Child Rights Strategic Litigation Workshop

ChildRightsWorkshop

HRLC was awarded Interdisciplinary Research Clusters Flexible Funding for a workshop held in March 2020 at the University of Nottingham.

Led by Professor Aoife Nolan (UoN HRLC) and Professor Manfred Nowak (Global Campus for Human Rights), the workshop brought together academics, legal practitioners and advocates in order to share expertise and experience in relation to a series of different aspects of child rights-specific strategic litigation-related work, ie litigation premised on child rights that seeks to bring about legal and social change in terms of children's enjoyment of their rights. 

 

Human Rights and the Privileges and Immunities of International Organisations

WorldBank-LoanSigning

The School of Law, the Nottingham International Law and Security Centre and the Human Rights Law Centre hosted a one-day workshop on Human Rights and the Privileges and Immunities of International Organisations.
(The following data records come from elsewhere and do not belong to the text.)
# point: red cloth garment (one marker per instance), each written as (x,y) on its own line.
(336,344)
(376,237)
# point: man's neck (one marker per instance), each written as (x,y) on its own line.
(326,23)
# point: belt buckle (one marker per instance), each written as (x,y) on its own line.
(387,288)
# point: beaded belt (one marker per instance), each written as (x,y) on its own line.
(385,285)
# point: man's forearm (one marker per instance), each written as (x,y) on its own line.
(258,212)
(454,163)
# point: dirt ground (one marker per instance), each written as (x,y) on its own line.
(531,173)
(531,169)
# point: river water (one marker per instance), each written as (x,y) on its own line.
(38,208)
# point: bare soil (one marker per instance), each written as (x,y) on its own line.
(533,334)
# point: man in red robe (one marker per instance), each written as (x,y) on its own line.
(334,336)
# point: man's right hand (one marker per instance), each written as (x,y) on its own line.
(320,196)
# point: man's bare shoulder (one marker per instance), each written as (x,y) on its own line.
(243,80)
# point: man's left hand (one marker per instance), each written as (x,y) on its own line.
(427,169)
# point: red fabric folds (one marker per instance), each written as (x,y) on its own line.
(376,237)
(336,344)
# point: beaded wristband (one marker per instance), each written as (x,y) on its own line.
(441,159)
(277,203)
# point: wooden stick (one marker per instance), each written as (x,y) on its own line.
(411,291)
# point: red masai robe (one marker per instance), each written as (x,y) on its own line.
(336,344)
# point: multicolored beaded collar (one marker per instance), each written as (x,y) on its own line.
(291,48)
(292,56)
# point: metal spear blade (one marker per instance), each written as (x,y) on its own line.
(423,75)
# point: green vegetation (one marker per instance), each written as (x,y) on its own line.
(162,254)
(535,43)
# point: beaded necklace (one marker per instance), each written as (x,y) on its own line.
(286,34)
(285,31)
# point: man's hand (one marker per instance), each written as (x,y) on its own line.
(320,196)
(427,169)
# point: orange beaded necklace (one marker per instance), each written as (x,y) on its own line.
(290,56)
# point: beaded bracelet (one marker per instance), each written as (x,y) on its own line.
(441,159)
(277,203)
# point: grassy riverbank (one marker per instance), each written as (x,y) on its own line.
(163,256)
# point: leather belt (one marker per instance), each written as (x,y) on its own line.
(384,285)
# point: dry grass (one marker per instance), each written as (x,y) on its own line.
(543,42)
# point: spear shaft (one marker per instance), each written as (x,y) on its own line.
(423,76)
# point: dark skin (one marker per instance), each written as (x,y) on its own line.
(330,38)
The workshop was convened on Thursday 5 December in the Council Room in Trent Building by Professor Mary Footer and Professor Marko Milanovic, and marked the occasion of Professor Footer’s retirement from the University.
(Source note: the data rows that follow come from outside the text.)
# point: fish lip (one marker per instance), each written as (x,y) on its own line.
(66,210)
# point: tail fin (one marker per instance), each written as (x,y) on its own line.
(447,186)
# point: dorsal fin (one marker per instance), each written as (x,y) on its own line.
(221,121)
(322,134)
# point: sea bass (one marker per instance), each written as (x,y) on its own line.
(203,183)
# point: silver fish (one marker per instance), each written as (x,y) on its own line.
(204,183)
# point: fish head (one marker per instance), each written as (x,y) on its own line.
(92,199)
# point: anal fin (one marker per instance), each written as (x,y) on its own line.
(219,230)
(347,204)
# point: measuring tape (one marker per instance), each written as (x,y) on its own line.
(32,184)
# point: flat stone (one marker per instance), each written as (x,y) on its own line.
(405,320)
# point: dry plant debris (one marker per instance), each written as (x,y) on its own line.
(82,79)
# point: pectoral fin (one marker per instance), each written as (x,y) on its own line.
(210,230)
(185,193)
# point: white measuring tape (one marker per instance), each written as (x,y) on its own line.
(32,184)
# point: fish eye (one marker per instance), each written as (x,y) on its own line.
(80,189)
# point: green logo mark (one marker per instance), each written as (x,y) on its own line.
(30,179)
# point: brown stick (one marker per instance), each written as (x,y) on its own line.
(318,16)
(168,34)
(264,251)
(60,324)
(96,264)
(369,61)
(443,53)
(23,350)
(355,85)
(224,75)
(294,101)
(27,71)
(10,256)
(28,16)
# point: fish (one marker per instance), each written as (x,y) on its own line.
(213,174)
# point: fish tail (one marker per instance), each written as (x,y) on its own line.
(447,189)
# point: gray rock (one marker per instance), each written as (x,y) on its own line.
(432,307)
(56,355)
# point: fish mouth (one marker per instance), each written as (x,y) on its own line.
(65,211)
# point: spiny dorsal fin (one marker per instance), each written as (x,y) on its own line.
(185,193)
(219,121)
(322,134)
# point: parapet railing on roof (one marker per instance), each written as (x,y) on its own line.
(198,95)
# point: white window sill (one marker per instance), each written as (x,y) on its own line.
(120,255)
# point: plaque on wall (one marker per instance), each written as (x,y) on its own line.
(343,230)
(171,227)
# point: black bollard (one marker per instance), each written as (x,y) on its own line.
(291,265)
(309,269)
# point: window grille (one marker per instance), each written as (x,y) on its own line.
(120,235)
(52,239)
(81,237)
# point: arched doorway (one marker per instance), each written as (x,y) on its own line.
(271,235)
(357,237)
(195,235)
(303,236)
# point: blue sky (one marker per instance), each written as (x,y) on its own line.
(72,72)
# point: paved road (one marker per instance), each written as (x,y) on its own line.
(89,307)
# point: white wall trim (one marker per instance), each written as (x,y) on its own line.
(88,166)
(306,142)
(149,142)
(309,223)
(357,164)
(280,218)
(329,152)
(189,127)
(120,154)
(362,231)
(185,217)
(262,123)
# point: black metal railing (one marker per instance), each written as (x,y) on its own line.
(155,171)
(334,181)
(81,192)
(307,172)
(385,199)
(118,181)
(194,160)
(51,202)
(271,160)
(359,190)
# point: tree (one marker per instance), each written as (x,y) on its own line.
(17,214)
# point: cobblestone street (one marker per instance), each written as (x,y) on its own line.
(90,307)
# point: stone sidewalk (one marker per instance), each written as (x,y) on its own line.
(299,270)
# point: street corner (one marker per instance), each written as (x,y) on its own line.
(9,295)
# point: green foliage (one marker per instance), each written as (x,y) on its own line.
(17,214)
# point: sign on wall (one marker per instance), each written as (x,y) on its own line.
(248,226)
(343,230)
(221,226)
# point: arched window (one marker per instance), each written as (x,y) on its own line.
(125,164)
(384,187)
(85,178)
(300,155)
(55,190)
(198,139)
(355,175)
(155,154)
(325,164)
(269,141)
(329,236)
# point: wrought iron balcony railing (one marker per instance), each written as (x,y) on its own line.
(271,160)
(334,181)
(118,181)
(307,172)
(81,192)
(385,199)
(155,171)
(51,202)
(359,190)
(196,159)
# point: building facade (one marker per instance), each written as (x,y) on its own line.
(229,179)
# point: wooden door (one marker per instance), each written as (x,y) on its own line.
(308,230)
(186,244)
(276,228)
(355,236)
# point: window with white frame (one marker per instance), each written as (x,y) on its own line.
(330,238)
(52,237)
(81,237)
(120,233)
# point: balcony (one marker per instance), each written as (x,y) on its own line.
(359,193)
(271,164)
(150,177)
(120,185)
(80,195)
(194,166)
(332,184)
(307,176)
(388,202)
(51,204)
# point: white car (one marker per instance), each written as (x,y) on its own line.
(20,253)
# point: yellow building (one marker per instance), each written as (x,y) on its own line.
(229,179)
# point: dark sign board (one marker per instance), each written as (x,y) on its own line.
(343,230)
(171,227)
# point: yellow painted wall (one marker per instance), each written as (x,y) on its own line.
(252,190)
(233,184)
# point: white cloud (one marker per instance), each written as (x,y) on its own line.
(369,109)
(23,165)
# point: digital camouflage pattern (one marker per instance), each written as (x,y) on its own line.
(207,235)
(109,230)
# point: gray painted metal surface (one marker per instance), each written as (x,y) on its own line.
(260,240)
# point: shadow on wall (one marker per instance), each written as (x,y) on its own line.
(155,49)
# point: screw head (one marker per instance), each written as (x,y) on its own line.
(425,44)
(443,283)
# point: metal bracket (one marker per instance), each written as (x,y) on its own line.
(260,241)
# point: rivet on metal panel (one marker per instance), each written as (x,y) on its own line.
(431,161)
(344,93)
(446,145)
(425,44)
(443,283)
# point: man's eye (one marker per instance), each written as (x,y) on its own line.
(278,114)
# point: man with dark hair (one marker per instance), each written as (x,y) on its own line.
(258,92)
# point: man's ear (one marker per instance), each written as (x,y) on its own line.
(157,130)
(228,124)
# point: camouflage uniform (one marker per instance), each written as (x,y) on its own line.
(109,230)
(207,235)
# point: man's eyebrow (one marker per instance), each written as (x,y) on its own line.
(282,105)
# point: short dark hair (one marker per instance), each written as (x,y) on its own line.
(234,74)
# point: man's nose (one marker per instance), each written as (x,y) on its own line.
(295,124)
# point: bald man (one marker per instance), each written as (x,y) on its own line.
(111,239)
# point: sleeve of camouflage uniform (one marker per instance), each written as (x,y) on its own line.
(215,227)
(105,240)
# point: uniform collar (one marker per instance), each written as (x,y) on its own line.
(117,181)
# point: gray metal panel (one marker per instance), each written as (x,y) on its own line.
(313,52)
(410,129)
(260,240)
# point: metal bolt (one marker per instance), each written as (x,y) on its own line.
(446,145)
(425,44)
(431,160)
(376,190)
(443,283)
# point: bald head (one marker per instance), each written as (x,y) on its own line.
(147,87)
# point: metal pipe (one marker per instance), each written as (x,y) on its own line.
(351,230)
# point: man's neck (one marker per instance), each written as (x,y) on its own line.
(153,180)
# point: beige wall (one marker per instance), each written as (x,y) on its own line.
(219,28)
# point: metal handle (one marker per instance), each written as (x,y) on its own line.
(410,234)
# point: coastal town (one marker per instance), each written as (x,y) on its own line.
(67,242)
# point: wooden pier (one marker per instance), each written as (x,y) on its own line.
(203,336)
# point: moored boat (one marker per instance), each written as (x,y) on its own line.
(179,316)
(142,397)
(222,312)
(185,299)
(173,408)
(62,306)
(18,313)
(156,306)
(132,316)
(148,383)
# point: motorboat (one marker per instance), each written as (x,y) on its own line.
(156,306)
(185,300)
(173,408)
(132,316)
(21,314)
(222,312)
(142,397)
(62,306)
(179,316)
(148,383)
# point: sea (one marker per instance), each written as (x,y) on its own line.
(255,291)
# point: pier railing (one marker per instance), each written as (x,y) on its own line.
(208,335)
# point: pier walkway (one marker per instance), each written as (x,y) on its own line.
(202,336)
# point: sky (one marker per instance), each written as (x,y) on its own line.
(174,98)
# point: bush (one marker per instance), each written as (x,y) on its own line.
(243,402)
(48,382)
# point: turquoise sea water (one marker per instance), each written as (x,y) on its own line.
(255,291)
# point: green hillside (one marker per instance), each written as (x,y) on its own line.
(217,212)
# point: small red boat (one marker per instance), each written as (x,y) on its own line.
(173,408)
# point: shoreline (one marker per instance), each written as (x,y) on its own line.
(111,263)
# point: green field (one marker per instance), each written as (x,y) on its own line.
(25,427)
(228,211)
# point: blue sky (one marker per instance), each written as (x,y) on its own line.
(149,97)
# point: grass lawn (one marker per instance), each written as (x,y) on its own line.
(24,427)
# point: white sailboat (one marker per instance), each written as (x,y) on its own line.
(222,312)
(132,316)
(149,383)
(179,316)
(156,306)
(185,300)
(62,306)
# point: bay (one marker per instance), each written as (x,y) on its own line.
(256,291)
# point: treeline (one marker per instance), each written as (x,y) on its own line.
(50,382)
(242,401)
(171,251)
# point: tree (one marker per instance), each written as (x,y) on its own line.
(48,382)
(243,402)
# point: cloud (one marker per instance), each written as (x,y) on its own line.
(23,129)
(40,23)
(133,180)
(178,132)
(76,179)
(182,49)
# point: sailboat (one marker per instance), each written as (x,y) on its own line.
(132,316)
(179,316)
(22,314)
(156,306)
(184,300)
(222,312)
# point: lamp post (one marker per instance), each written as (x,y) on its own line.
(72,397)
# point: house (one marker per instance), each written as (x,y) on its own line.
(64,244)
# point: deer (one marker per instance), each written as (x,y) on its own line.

View the full programme of the workshop

Image credit: Loan signing for Korea, Yong San Gang Project, February 11, 1977, World Bank Group/G. Franchini, License: CC BY NC-SA 4.0

 

Privatising Migration: A Solution for the European Union?

FMU Workshop-group-1st day-2

The Forced Migration Unit of the Human Rights Law Centre (HRLC) and the European Policy Centre (EPC) hosted on 17-18 June 2019 a timely expert workshop to examine the policy and legal implications of current forms of privatisation in a context of increasing externalisation of migration control.  

Participants assessed the human impact of such policies and identify the applicable legal frameworks that hold both the private companies and the contracting institutions and states accountable.

View the full programme of the workshop

 

Tackling Root Causes? EU Aid and Governance to Control Migration

root causes workshop

On 7-8 November 2017, the Forced Migration Unit convened a workshop on Tackling Root Causes? EU Aid and Governance to Control Migration.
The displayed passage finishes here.